Too Many Cooks

Have you ever participated in a decision making process where virtually everyone had an opinion and far too many had a personal agenda?  Oftentimes such situations reveal the following:  There are just too many “cooks” involved.
(For this blog, let’s envision the collaborative problem solving process as a recipe meant to be implemented by various “cooks” or individuals within your organization.)
First, we have those cooks who go along with the leader or majority, even knowing there’s something wrong with the soup recipe.  They care nothing about the final product but simply go along to avoid having to make a decision.

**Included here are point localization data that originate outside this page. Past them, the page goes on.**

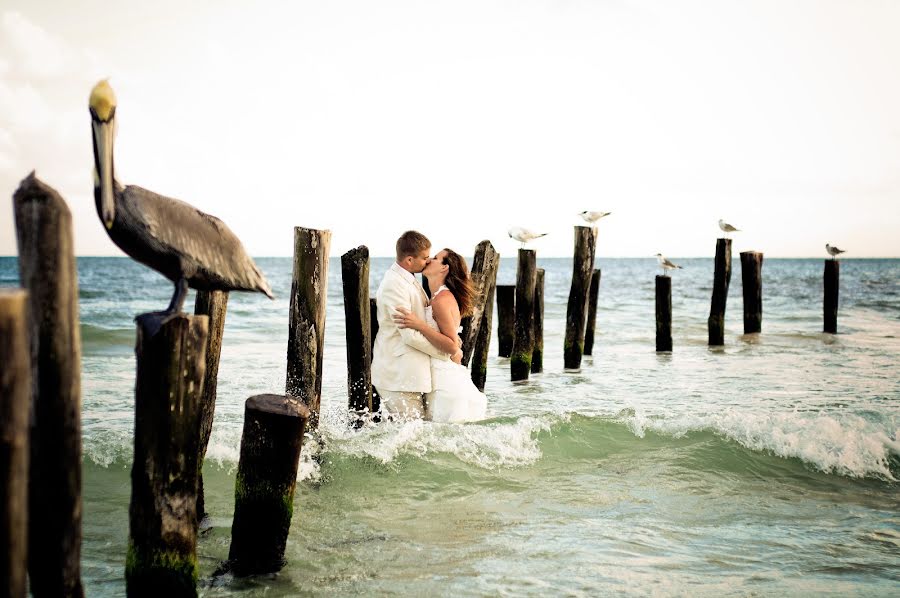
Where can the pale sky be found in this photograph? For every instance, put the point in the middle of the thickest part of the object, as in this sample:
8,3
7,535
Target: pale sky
462,118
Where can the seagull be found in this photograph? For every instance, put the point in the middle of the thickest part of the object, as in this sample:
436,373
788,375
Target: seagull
833,251
523,235
187,246
666,265
592,217
727,228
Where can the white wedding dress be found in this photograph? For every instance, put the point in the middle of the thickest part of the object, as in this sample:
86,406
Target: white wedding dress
454,398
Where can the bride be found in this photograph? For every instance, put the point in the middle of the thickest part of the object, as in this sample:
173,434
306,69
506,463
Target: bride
454,398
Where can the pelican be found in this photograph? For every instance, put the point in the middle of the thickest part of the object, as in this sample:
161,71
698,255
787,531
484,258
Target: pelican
592,217
727,228
666,265
523,235
833,251
187,246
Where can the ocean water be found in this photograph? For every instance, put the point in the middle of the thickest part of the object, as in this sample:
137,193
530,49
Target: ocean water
767,467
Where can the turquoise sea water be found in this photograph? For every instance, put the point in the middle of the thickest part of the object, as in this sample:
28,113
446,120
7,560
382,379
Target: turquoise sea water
767,467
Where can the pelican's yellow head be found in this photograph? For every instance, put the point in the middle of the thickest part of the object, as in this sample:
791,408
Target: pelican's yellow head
103,101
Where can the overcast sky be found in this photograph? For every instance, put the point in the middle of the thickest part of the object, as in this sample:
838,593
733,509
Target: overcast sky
463,118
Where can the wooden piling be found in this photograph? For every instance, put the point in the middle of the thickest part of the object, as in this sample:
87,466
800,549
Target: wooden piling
264,487
523,340
358,318
484,278
506,318
214,305
751,278
832,285
576,310
306,334
537,354
162,543
590,329
47,270
663,313
15,404
721,281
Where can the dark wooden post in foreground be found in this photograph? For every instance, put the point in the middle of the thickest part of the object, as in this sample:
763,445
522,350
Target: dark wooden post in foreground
592,313
306,333
506,318
832,291
266,478
523,341
663,313
15,404
537,355
358,329
576,310
751,278
721,281
162,542
214,305
47,270
484,278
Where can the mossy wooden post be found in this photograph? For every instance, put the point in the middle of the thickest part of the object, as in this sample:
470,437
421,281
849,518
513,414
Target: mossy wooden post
358,329
15,404
751,278
832,290
523,341
590,328
373,322
537,354
484,276
506,318
576,310
663,313
264,487
213,304
306,334
721,282
162,542
47,270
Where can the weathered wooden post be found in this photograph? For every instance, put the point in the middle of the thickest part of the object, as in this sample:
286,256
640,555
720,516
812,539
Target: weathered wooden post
15,405
484,277
358,329
162,542
721,282
266,478
537,355
523,342
506,318
590,329
751,278
214,305
663,313
832,291
47,270
306,334
576,310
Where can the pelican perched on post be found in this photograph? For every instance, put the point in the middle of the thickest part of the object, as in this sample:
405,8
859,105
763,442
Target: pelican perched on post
187,246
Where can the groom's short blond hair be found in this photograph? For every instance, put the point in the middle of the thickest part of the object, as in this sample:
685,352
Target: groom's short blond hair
412,243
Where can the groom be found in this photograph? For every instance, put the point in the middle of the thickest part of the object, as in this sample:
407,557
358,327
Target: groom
401,359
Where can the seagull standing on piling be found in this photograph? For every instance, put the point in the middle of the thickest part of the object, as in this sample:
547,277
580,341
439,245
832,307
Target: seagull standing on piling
592,217
727,228
187,246
523,235
833,251
666,265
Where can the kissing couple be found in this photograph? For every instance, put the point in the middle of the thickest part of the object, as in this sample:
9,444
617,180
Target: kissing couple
416,359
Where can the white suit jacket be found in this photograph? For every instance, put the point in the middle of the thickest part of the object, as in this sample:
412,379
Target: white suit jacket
401,359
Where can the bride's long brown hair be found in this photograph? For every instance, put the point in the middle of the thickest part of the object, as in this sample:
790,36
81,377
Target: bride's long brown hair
459,282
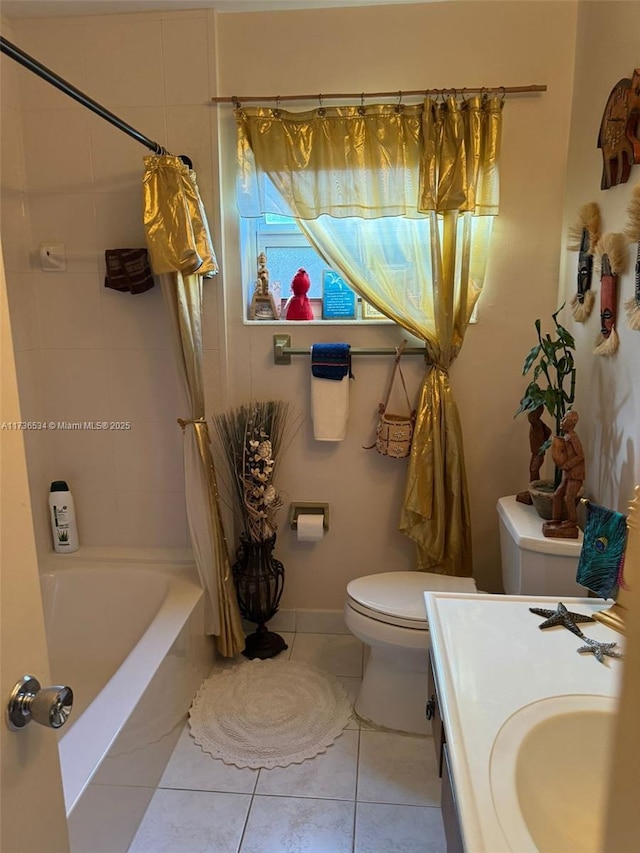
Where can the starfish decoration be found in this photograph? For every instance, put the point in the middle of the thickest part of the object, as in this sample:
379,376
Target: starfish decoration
600,649
561,616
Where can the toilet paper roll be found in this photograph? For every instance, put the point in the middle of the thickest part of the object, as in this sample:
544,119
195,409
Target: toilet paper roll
310,527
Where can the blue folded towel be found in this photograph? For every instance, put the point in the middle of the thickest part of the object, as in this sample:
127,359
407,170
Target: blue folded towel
331,361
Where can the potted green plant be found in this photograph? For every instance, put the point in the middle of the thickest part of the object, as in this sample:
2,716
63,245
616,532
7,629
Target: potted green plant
552,387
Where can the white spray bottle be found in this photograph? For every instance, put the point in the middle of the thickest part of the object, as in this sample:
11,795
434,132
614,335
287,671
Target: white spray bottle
63,518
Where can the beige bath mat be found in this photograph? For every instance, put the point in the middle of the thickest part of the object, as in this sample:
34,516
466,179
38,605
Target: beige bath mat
268,713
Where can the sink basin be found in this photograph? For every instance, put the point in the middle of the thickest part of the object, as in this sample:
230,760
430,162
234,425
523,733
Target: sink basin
549,773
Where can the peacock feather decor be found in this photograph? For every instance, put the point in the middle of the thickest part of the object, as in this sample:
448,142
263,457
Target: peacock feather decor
601,563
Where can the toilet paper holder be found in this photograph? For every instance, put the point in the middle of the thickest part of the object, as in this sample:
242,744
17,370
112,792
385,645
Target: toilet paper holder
308,508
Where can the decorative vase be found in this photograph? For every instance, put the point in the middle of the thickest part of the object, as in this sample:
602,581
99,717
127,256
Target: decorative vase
259,581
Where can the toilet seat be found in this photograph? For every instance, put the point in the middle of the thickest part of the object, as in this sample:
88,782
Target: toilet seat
396,598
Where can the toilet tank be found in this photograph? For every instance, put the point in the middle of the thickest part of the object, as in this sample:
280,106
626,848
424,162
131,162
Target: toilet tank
531,563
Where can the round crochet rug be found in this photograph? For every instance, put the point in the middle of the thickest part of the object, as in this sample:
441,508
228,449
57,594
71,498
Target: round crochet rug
268,713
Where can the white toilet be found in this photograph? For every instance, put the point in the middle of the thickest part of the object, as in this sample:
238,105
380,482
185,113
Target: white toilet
531,563
387,612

Second, we have cooks who are bound and determined to disagree with anything proposed by either the leader or the majority.  This group works hard to make sure there’s no consensus on the recipe.  They have an agenda and don’t care one bit about the outcome so long as they can remain on center stage.
Finally, there is the group of cooks who approach the decision making process with a collaborative problem solving perspective.  These are the folks who engage in active listening and willingly participate in the entire process, keeping their focus on the concept that any goal can be achieved so long as it doesn’t matter who gets the credit.  This group finds common ground and builds on that, producing a final product that is a realistic solution to the problem or they produce a sound, effective decision.
As the leader of your organization how do you insure which group of “cooks” you have helping you resolve problems and implement decisions?  How good are you at identifying those “cooks” who won’t spoil the soup?